2020-02-25
International Women's Day this year will be celebrated around the world on Friday 6 March. But, to be honest, I don't feel like celebrating. For me, International Women's Day 2020 will always be marked by the indelible horror and drowning sorrow of what was done to Hannah Clarke and her three children, Laianah, Aaliyah and Trey. Shamefully, their story was overshadowed by the man who mercilessly killed them. Media headlines portrayed the murdered as someone who was suffering, used passive language as if the car caught on fire through some bizarre coincidence and completely erased the identity of Hannah Clarke by focusing their attention on the murderer's life and his so-called achievements. This was not some random incident of a car catching fire. This was a man who planned and methodically—brutally—burned his former partner, Hannah Clarke, and their three children to death.
A senior officer from the Queensland police on the case asked us to keep a so-called open mind about the murders, questioning whether the horrific violence was 'an instance of a husband being driven too far by issues he's suffered'. The officer did apologise, but frankly that's not good enough. Let's be clear: violence against women is a choice made by some men, and they alone are responsible for it. But you wouldn't know that from the media reporting, which not only minimised the violence but somehow tried to enact the perpetrator as an equally suffering man. This is where the core of the problem lies: it's victim blaming; it's not believing women; it's justifying murder; it's patriarchy; and it's gendered power. It is what Jess Hill documents in her incredible book See what you made me do. She writes about domestic abuse, some of the most frightening experiences which cannot captured on a charge sheet or understood by a judge. 'It's not a crime to convince her that she's worthless,' she writes, 'It's not a crime to gaslight or break her sense of what's real.'
What happened is not a husband or father 'driven too far'; what happened is humiliated fury unleashed at the loss of control by the perpetrator. It happens because in Australia violence against women and children does not get the serious attention, the funding and the focus on changing attitudes that it needs. This kind of violence happens repeatedly because there are apologists for toxic masculinity. There are people out there and in here who will validate this violence. As a society, we give Orders of Australia to people like Bettina Arndt who blame victims, condone toxic masculinity and perpetuate the idea that men have the right to control their partners.

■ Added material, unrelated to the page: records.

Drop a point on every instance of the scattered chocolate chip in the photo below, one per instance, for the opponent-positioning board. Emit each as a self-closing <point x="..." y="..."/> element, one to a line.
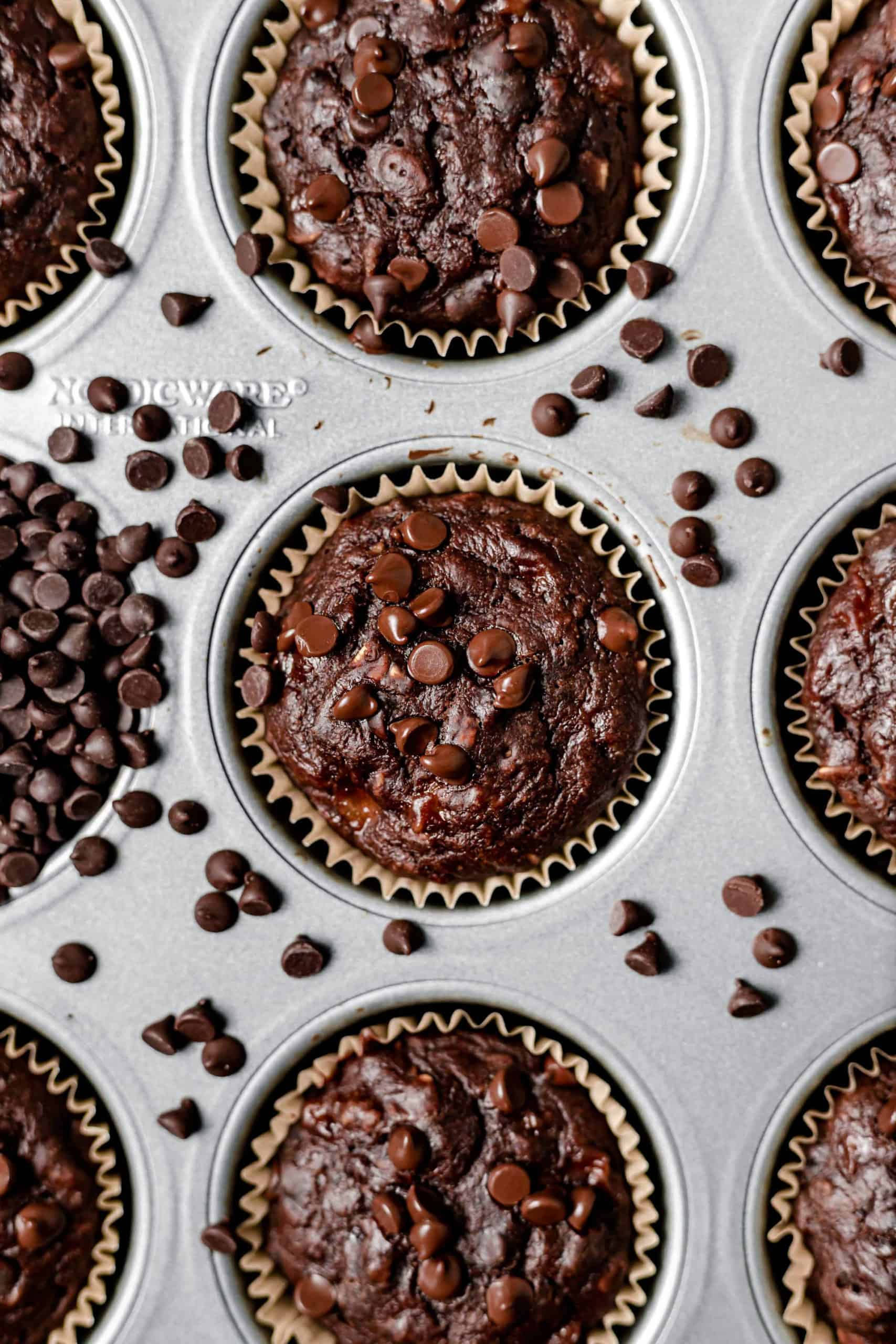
<point x="147" y="471"/>
<point x="746" y="1000"/>
<point x="628" y="916"/>
<point x="187" y="817"/>
<point x="93" y="855"/>
<point x="707" y="366"/>
<point x="692" y="490"/>
<point x="592" y="383"/>
<point x="774" y="948"/>
<point x="554" y="414"/>
<point x="703" y="570"/>
<point x="402" y="937"/>
<point x="647" y="277"/>
<point x="303" y="959"/>
<point x="176" y="558"/>
<point x="842" y="358"/>
<point x="16" y="371"/>
<point x="731" y="428"/>
<point x="182" y="310"/>
<point x="219" y="1237"/>
<point x="745" y="897"/>
<point x="105" y="257"/>
<point x="647" y="959"/>
<point x="75" y="963"/>
<point x="642" y="338"/>
<point x="183" y="1121"/>
<point x="108" y="395"/>
<point x="215" y="911"/>
<point x="657" y="405"/>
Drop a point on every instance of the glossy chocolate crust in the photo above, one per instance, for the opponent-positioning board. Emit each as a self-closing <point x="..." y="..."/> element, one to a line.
<point x="541" y="773"/>
<point x="50" y="144"/>
<point x="864" y="210"/>
<point x="465" y="114"/>
<point x="849" y="683"/>
<point x="336" y="1159"/>
<point x="50" y="1166"/>
<point x="847" y="1213"/>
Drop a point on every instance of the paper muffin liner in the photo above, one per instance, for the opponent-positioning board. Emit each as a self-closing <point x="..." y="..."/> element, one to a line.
<point x="825" y="35"/>
<point x="272" y="1288"/>
<point x="801" y="1309"/>
<point x="339" y="850"/>
<point x="800" y="728"/>
<point x="38" y="291"/>
<point x="650" y="181"/>
<point x="101" y="1153"/>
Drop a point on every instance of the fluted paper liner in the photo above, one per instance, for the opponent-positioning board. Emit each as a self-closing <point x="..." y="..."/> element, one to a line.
<point x="800" y="728"/>
<point x="101" y="1153"/>
<point x="270" y="1287"/>
<point x="825" y="35"/>
<point x="68" y="265"/>
<point x="301" y="810"/>
<point x="801" y="1311"/>
<point x="263" y="197"/>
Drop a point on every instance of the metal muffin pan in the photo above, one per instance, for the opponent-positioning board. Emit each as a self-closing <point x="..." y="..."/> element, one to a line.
<point x="707" y="1090"/>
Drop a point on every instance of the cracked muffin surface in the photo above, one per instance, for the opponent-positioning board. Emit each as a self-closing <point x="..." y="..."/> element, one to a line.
<point x="50" y="142"/>
<point x="404" y="143"/>
<point x="452" y="1187"/>
<point x="462" y="685"/>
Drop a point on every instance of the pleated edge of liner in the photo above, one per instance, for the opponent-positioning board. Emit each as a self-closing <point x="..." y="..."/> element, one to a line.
<point x="798" y="726"/>
<point x="37" y="291"/>
<point x="301" y="810"/>
<point x="801" y="1311"/>
<point x="265" y="198"/>
<point x="102" y="1156"/>
<point x="279" y="1311"/>
<point x="825" y="34"/>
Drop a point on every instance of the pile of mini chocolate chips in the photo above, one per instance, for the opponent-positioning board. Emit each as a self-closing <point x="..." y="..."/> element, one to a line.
<point x="78" y="660"/>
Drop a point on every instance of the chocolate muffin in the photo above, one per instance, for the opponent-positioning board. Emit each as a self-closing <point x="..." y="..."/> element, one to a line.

A Griffith University poster that emphasised the right of people to say no to sex, to have their own friends and to have space away from their partner angered Ms Arndt, who tweeted: 'Young women at Griffith University are being taught to be uncaring, demanding bitches.' This is not just abhorrent and despicable; it is also dangerous. For men's violence against women to end, we need zero tolerance of misogyny, sexism, harassment, control and abuse. There is absolutely no excuse for police or the justice system in minimising violence or questioning the victims as if their story is not real. How long will we continue to do this? Enough is enough.

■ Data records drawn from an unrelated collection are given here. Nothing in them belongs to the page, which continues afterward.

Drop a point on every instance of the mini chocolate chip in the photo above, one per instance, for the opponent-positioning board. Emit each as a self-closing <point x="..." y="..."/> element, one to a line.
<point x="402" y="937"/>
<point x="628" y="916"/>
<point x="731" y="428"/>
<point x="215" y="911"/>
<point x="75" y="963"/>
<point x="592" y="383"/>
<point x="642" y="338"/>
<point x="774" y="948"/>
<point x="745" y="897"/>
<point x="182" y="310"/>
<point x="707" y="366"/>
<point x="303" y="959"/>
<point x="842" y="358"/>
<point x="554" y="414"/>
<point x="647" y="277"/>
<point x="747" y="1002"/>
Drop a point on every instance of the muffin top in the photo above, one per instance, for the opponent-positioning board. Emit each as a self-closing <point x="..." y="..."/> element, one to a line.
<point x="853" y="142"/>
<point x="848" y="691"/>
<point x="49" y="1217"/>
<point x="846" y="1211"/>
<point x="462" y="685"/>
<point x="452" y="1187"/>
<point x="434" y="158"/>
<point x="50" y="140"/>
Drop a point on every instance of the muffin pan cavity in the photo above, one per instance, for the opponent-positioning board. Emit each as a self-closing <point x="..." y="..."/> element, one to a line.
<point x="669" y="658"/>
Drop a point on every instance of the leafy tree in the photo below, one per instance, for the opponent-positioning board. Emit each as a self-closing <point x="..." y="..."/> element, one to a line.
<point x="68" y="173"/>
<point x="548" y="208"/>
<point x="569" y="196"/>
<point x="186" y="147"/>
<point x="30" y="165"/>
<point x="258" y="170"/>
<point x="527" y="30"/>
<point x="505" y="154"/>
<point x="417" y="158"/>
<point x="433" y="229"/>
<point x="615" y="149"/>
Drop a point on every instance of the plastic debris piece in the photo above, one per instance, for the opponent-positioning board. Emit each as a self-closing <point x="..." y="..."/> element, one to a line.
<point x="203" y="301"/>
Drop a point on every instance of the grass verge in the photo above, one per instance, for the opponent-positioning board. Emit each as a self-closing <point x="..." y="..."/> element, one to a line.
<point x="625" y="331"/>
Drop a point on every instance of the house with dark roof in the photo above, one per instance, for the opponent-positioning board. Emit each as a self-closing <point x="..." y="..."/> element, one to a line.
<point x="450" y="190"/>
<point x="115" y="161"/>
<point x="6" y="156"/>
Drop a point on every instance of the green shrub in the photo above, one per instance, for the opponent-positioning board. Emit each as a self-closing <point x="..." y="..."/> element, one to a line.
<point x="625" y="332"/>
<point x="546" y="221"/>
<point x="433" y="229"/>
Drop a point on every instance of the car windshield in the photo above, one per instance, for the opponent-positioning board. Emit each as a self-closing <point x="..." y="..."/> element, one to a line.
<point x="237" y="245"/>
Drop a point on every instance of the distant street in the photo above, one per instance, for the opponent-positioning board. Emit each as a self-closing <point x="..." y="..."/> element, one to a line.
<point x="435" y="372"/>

Hannah Clarke had an AVO against her murderer. Child safety were aware of past incidents of violence perpetuated by the man who incinerated their children. The terror that they must have felt in those final moments before their deaths should shake us to our cores. Instead, it brought out apologists.

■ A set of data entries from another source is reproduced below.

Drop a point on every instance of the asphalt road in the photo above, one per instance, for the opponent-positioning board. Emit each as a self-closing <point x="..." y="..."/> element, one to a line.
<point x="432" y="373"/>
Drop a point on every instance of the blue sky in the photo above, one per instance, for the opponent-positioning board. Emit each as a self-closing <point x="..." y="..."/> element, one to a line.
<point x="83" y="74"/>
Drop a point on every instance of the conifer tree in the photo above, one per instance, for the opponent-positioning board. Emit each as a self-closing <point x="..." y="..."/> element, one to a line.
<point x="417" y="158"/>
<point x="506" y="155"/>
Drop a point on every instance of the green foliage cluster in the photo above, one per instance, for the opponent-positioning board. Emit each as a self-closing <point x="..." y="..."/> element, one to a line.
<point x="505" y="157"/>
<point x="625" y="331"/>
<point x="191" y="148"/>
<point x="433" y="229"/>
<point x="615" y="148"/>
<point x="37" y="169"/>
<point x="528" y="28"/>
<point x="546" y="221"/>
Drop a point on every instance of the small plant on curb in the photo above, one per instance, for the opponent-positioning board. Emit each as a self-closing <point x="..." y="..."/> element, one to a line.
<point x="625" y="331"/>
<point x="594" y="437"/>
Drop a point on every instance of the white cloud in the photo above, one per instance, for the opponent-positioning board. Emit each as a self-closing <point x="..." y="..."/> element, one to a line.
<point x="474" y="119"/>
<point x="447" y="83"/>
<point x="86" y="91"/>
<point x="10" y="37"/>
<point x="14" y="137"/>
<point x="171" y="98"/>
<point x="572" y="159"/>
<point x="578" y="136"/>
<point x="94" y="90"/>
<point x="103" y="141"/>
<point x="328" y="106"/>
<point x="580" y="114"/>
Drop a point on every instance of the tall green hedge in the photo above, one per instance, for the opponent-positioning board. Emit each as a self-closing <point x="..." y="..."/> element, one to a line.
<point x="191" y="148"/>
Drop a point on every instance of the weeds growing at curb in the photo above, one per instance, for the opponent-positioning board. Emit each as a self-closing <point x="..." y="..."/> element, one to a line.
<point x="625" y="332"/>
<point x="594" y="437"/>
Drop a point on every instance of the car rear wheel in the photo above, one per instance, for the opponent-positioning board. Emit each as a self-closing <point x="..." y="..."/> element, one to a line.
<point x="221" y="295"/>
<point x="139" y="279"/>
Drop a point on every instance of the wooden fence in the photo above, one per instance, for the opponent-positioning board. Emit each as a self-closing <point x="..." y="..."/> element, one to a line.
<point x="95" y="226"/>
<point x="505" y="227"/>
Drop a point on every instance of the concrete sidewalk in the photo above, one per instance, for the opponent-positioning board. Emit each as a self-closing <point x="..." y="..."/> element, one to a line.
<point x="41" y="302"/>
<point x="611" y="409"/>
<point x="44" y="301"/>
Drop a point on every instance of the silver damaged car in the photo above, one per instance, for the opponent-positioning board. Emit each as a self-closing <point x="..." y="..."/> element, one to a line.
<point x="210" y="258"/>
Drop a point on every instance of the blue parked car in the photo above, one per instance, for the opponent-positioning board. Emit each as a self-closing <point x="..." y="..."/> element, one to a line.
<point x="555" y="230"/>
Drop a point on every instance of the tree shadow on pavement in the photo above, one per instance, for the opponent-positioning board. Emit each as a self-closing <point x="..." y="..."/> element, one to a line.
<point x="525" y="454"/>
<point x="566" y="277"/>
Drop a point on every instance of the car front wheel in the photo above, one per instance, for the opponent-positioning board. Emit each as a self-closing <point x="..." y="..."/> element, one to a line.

The system failed Hannah and her three small children. The system fails women every day. In Australia, one woman is murdered every week, 61 women were killed in 2019 and nine have already been murdered this year. This International Women's Day, let's start a revolution to end misogyny, to end violence against women and their children, to stop these murders by men and to do everything we can to change a culture of violence that is fuelled by patriarchy, power and privilege.